On Fri, Feb 14, 2025 at 06:32:45PM +0000, Bethan Tovey-Walsh scripsit:
> > I would contend that the syntax of pragmas, on the other hand, needs
> > to allow someone reading a grammar to know which pragmas pertain to
> > which grammar constructs.
> 
> I agree, but I don't think this extends to knowing which pragmas
> *actually have an effect on the processing of* a given construct. It
> just means knowing which construct the pragma is attached to, and
> which construct should therefore provide the context for that pragma's
> semantics to be interpreted.

If I am unable to know which pragmas actually have an effect, and I'm
looking at the serialized output, I'm looking at a debugging process
that starts with editing all the pragmas out of the grammar and putting
them back one at a time. (Where order might be important…)

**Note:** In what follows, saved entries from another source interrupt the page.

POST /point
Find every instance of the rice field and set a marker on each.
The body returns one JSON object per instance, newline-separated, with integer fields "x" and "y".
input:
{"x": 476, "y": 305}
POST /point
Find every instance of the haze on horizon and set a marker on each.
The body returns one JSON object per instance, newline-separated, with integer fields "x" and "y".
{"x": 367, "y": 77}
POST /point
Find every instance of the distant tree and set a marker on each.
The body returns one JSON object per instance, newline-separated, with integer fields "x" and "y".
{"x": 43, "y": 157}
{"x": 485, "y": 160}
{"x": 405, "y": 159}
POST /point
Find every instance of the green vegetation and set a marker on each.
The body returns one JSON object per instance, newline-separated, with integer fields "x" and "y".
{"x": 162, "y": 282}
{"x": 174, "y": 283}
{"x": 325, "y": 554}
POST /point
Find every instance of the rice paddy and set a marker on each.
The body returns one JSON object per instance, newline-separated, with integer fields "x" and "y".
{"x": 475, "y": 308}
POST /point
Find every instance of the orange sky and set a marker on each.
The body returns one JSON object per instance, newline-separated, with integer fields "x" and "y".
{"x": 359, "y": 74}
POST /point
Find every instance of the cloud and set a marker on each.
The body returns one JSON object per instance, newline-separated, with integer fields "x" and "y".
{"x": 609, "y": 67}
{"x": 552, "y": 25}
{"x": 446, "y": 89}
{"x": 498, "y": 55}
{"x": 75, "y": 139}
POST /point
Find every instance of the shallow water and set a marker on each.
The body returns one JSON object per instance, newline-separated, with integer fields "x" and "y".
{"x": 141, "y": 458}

Existing ixml is challenging in terms of debugging. I would like to see
some concern for pragmas not adding further challenges to an already
difficult process. A pragma requirement to the effect that any processor
which supports pragmas must be able to produce a version of the input
grammar containing only those pragmas which will be processed would be
welcome. (And yes it would need some language about processor options.)

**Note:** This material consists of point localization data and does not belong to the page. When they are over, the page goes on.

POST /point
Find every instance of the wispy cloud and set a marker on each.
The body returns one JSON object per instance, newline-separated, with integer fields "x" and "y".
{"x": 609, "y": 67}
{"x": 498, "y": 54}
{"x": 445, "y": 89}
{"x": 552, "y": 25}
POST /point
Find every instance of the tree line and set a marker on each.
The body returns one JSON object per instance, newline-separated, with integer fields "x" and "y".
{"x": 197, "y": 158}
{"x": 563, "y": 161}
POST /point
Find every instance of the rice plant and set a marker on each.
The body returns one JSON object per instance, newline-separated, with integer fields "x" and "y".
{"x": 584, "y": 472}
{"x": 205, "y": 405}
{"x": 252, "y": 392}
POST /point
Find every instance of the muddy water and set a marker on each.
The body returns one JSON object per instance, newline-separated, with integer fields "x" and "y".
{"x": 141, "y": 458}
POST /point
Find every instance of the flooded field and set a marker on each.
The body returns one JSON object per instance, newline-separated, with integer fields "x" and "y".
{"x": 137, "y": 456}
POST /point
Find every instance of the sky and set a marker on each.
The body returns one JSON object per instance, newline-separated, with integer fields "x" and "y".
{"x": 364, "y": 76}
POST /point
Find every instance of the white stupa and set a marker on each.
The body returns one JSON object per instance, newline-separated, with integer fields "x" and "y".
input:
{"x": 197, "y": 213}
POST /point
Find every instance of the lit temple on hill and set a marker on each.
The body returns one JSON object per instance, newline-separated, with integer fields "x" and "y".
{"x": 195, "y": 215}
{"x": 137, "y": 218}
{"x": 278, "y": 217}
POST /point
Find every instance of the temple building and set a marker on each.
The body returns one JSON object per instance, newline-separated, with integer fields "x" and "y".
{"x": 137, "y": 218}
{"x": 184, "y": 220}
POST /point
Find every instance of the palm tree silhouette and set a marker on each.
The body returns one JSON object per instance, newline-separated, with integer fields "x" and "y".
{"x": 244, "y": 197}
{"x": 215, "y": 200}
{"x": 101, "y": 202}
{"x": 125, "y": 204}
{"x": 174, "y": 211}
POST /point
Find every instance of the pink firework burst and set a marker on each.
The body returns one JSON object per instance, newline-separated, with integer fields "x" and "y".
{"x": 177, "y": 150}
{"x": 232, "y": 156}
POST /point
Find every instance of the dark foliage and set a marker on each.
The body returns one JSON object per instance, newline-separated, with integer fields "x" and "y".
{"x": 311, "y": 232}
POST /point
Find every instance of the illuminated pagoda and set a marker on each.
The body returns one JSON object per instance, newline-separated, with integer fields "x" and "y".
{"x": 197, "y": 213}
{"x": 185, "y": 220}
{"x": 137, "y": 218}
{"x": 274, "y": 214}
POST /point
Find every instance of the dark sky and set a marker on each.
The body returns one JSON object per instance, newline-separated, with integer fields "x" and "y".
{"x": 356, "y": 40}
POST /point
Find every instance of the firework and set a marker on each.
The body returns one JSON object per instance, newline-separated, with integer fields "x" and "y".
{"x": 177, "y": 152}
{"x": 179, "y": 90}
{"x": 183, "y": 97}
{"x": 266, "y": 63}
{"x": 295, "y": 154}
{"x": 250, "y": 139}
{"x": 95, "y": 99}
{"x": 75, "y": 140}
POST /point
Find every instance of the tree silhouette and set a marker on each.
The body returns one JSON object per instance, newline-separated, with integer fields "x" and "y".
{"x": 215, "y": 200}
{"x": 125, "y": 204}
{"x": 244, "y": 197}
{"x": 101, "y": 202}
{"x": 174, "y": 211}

There's a frequent example of using a pragma to substitute in a regular
expression; given the requirement that a pragma not alter the parse tree
resulting from the grammar, this will require an equivalent regular
expression. While in some cases this ought to be straightforward ([Lu]
being trivially equivalent to \p{Lu}) it doesn't seem like it's going to
stay trivially equivalent. If I want to use something like the regular
expression

(\*|_)(.+?)\1

in a grammar via pragma substitution for the RHS, I have to write the
grammar RHS first, and I think that's going to be something like

("_", ~[_]+, "_" | "*", ~[*]+, "*").

but I'd be lost if I had to prove it, or if the processor doesn't like
the substitution. And I'd be in trouble if the grammar version was

(-"_", ~[_]+, -"_" | -"*", ~[*]+, -"*").

(as seems reasonable; drop the delimiters) because in regular expression
terms that's not match, that's replace, and ixml is doing extract more
than it's doing match and these are not conceptually identical.

This makes me want there to be a pragma requirement that makes it
possible to know if the thing going wrong is in the pragma or in the
grammar; perhaps something as simple as "if a processor supports
pragmas, it must have an option to run without pragmas" is the
sufficiently general choice there.  But I do want to stress as much as I
can that the main problem with using ixml is debugging and that the
general trend with pragmas gives me the impression that pragmas are
going to make the difficult worse.

That may be inevitable; greater complexity makes debugging harder. But
it doesn't seem like a good idea to accept stacking barriers to adoption
higher than they are, either.

-- Graydon

--  
Graydon Saunders  | graydonish@fastmail.com
Þæs oferéode, ðisses swá mæg.
-- Deor  ("That passed, so may this.")

Received on Monday, 17 February 2025 17:41:44 UTC